Posted by: Isis the Scientist | December 24, 2008 3:05 PM
Jumping cactus is a terrible, terrible thing. I'm glad you know about it now. I believe there's a few varieties. Here's a wingnut handling one-
http://www.youtube.com/watch?v=cswsg16uQeY
The worst are the small ones, easily below your danger threshold, where you brush against them with your shoe or sock, and they're so light that when you move they tend to shake around and "climb".
Posted by: Fargo | December 24, 2008 3:22 PM
HILARIOUS! Because the exact same thing has happened to me!
(Except it was in Ghana. And the baboons were more frightening than frisky. I don't think they found me all that charming.)
Dr. Isis, I applaud you not only for running seven miles through sand like it was nothing but also for making your butt the center of today's holiday adventure. That is real style, right there. I mean that wholeheartedly.
Posted by: Juniper Shoemaker | December 24, 2008 4:04 PM
oh dear, ouchie!!!! i hope your ass feels better in time to have a lovely christmas :).
Posted by: PhizzleDizzle | December 24, 2008 7:32 PM
There are prickly pear cactus in the Okanagan valley where I live and I managed to find a right butt cheek full when out for a hike. To complicate matters further I had just stumbled upon an outdoor marijuana grow-op moments before. I didn't see anybody there, but I didn't think it wise to hang around and pull the spines out, I had to wait awhile before I could do that.
This reminds me of how many bad experiences I've had with plants, I've probably had poison ivy a half a dozen times.
Posted by: Muhr | December 24, 2008 8:25 PM
hey! wait a minute...how come my puns don't get any love? *stoic manly pout*
this is a recipe for the green monster of jealousy derriere its ugly head... :-)
Posted by: arvind | December 24, 2008 9:25 PM
You know, the only things I've ever heard spines being on were dendritic SHAFTS, not ass. Despite your misfortune, I wish you a Merry Christmas, Dr. Isis!
Posted by: Physiogroupie IV | December 24, 2008 10:41 PM
Yowsers. I thought chapped ass from the cold was bad...but spines trump all!
Posted by: unbalanced reaction | December 24, 2008 11:06 PM
Welcome to my home town; Camelback is just down the street and I grew up within a short walk. Alas, I can't offer you hospitality since I'm doing ski patrol.
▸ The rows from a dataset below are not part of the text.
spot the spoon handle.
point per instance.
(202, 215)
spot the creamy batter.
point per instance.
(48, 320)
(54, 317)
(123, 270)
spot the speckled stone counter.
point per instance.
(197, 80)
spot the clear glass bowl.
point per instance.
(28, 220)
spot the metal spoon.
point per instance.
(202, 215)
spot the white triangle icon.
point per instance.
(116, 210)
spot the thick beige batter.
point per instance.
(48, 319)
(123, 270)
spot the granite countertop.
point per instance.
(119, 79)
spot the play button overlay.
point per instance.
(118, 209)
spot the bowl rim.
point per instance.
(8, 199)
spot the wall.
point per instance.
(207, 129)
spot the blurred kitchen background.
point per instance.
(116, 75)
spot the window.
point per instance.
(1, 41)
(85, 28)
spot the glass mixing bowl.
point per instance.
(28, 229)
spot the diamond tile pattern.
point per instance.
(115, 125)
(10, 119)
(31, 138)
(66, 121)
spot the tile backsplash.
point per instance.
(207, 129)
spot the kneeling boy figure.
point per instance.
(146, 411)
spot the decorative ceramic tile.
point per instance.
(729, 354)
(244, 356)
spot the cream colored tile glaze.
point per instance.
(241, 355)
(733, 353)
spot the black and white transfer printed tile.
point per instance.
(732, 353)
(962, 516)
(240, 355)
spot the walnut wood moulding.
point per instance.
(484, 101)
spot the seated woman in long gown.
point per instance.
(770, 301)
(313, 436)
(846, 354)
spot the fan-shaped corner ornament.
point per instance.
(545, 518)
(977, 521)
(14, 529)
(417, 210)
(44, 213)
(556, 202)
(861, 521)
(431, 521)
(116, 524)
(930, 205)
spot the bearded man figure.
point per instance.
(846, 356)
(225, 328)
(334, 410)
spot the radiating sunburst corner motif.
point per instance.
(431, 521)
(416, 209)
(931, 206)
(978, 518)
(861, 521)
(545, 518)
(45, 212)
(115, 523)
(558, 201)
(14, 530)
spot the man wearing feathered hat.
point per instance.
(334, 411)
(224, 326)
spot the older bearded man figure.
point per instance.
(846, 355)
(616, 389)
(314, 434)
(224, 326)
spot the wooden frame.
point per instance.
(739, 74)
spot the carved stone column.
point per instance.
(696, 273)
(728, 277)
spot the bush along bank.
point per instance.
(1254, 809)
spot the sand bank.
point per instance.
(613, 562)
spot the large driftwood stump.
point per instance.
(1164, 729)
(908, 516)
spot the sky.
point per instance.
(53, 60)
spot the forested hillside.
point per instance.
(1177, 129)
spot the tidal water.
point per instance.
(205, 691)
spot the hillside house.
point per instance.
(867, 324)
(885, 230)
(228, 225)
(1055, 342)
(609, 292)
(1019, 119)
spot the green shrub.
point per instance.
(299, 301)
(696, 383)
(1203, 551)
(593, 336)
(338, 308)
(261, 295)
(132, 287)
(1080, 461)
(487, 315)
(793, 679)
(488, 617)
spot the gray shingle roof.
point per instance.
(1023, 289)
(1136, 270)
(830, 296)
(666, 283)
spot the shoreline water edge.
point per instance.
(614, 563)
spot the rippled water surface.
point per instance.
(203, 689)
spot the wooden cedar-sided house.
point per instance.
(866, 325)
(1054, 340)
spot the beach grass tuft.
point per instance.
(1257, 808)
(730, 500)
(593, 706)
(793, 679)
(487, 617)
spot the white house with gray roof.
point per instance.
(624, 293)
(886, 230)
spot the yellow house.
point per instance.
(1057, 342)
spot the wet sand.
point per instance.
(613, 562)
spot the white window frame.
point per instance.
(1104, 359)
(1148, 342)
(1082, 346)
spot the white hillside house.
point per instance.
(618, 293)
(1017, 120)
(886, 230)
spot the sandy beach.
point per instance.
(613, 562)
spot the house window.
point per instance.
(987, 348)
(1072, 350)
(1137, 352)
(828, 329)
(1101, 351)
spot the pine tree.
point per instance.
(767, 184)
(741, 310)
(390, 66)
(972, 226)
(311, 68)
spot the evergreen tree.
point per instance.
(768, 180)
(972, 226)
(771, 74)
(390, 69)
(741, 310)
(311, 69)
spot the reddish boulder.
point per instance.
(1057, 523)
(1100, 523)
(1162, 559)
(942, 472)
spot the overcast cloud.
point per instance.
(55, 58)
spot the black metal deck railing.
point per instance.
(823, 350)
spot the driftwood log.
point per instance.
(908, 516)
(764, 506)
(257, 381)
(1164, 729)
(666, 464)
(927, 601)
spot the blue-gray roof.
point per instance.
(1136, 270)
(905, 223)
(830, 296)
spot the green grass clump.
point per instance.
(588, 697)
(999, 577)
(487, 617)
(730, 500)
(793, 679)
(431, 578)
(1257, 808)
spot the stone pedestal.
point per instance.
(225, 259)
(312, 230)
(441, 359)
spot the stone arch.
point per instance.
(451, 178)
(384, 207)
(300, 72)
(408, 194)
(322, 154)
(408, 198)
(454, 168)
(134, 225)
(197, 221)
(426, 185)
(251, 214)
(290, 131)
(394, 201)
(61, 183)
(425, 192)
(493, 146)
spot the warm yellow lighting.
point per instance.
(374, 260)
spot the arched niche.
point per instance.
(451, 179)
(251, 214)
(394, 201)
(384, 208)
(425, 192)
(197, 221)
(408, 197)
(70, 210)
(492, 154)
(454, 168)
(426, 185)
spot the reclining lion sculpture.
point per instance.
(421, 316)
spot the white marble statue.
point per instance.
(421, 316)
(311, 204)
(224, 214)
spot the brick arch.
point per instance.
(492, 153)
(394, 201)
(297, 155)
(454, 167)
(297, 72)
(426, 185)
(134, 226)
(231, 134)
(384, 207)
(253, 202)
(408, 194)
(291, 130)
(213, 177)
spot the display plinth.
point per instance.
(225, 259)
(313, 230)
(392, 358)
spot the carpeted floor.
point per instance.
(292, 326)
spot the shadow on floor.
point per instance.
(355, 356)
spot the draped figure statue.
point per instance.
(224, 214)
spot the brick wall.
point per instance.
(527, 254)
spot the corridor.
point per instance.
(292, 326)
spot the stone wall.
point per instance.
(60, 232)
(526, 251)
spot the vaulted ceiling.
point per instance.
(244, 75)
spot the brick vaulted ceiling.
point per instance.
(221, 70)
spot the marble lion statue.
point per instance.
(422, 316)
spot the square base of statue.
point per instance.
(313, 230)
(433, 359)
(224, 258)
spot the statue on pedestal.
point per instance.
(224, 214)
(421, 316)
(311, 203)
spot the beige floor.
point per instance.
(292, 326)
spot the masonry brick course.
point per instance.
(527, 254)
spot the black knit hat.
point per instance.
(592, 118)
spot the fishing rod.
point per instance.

As for the saguaro -- Bad Girl. They're a protected species, after all. You should have landed in some cholla or prickly pear. The little glochids offer days to weeks of amusement.
Posted by: D. C. Sessions | December 25, 2008 8:31 AM
Maybe around Yuma, but the Phoenix-area Sonoran "desert" soil is actually chock-full of opportunistic microbes, including a goodly number of human pathogens such as coccidioides immitis. Like C. immitis, they tend to lie dormant until water (e.g. urine) becomes available.
Posted by: D. C. Sessions | December 25, 2008 10:16 PM
Hi, I'd like to ass you a question... How does one become so cocky in a desert? I'm afraid the desert owns both you and me, my friend.
This reminds me of an incident that I had with a prickly pear bush in southern CA. A native friend of mine informed me that cowboys pluck the spines out of the prickly pear fruit with their teeth- and of course, I tried to follow suit. I wound up with millions of tiny prickly pear prickles in my lips and mouth. My friend and I spent an hour in the bathroom, with her trying to pluck the spines from my swollen lips.